“Direi che è arrivato il momento di batterlo”.
Arriva a Wimbledon con l’invidiabile score di 33 vittorie negli ultimi 34 incontri sull’erba, Matteo Berrettini. Tutti pensavano che sarebbe servito un po’ di adattamento alla superficie, dopo tanti mes di digiuno dall’erba e soprattutto dopo lo stop per l’infortunio al polso .Macché. Due tornei – Stoccarda e il Queen’s – e due vittorie. Normale che ora Berrettini si presenti ai Championships con l’etichetta di uomo in grado di spezzare l’egemonia di Novak Djokovic all’All England Club. Etichetta che in ogni caso il romano non rifiuta affatto, anzi.
“C’è voluto del tempo perché io amassi l’erba. Il primo clic è avvenuto in Coppa Davis, India-Italia a Calcutta, playoff 2019. Il secondo l’anno scorso tra il Queen’s e Wimbledon. È un tennis diverso e insolito, che va al di là dell’aspetto tecnico”, ha esordito l’azzurro al ‘Corriere della Sera’. È un feeling totale con la superficie, la pazienza che richiede, l’accettazione del rimbalzo irregolare: è come se l’erba mi chiedesse di sentirmi emotivamente a mio agio perché si crei la connessione perfetta”.
“Sono sempre stato cauto con le parole. Ora sento che non serve più nascondermi.

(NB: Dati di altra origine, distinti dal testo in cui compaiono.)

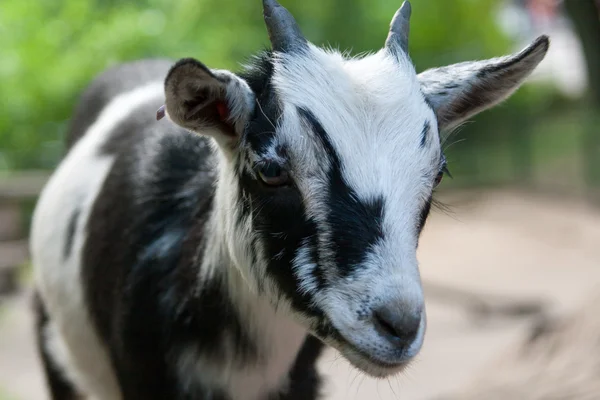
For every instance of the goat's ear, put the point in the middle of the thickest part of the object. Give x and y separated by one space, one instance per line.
216 103
457 92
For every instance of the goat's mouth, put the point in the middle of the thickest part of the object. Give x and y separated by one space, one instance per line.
366 362
372 366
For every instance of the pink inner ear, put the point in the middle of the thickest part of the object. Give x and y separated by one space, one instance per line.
222 110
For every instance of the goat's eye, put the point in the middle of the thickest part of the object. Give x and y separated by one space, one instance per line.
272 174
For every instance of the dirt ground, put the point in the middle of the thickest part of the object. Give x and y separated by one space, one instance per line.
502 244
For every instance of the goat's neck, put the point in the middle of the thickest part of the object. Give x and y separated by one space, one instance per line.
276 337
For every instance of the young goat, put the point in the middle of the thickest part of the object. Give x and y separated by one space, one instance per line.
210 254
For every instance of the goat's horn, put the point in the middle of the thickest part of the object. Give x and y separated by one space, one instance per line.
399 29
284 33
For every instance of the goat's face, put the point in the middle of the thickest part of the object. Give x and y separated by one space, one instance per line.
329 165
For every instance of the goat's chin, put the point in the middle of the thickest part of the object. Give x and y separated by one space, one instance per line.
368 366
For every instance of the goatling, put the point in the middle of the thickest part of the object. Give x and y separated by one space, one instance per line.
211 254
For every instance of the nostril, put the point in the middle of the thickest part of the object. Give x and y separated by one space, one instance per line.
401 328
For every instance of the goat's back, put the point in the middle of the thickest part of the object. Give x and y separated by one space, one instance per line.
112 225
114 81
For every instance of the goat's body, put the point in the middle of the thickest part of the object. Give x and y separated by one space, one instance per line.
173 266
139 300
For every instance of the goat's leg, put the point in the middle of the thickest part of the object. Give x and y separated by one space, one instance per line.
60 388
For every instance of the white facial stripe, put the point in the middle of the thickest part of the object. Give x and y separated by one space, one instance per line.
304 268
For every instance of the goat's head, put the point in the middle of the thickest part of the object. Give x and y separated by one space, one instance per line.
328 168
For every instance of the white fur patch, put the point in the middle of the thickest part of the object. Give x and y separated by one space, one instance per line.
74 186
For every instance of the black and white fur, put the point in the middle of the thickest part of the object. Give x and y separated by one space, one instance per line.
166 269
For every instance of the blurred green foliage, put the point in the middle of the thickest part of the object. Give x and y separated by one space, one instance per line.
51 50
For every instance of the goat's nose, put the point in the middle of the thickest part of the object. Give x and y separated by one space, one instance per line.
397 326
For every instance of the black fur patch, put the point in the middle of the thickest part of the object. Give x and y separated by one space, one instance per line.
70 234
424 214
425 133
262 125
356 223
145 240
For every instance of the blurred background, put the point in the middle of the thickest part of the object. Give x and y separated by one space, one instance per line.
521 221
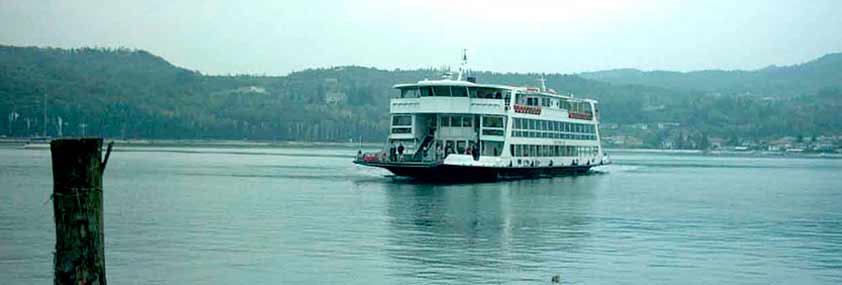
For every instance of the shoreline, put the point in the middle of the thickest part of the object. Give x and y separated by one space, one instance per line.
17 142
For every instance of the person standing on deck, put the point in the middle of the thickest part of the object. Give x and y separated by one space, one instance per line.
392 152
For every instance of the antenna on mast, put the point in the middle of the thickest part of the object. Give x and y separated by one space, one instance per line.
464 67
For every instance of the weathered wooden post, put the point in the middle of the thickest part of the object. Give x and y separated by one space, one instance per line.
77 207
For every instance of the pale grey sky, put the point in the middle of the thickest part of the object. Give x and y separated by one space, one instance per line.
276 37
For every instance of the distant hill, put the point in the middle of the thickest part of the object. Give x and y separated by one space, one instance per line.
126 93
785 81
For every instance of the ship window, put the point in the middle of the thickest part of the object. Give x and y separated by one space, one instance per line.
426 91
492 121
491 148
409 93
467 121
460 146
488 132
455 121
401 130
403 120
459 91
441 90
472 92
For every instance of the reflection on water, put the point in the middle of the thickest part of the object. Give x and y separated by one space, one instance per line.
512 231
307 215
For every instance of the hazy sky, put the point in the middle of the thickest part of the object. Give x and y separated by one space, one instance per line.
276 37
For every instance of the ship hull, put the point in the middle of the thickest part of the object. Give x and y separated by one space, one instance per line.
442 172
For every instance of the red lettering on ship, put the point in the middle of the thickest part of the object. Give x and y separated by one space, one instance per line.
534 110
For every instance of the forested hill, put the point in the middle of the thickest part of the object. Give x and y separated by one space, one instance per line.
125 93
777 81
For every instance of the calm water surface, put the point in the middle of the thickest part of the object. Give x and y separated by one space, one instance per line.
309 216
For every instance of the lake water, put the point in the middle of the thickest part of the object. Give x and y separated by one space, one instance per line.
309 216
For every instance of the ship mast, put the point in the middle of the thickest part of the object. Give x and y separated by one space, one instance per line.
463 68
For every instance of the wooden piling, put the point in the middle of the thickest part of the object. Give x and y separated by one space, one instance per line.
77 208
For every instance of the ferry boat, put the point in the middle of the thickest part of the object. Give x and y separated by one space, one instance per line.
464 130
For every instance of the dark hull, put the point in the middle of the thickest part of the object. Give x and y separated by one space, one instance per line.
453 172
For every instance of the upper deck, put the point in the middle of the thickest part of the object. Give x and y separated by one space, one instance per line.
464 97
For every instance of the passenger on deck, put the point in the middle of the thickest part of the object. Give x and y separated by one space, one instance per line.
392 152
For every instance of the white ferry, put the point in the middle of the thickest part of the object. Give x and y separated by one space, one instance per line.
464 130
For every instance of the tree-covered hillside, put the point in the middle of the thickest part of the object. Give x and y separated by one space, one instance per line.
125 93
775 81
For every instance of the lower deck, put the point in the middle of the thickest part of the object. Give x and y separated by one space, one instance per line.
440 171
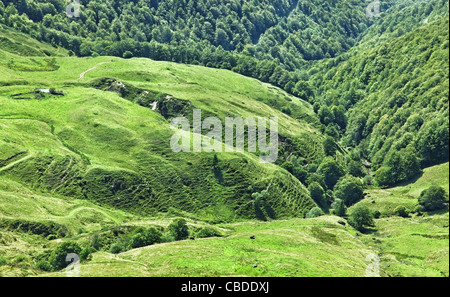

Sto giocando bene, scoppio di fiducia: entro nel torneo con la ragionevole certezza di poter arrivare lontano. La strada per la finale la conosco già, il sentiero è tracciato, i ricordi sono felici. Mi sento più pronto, più forte, migliore. A Parigi, Londra e New York, nel 2021, ho perso sempre da Djokovic. Direi che è arrivato il momento di batterlo”, ha detto un Berrettini carico a pallettoni.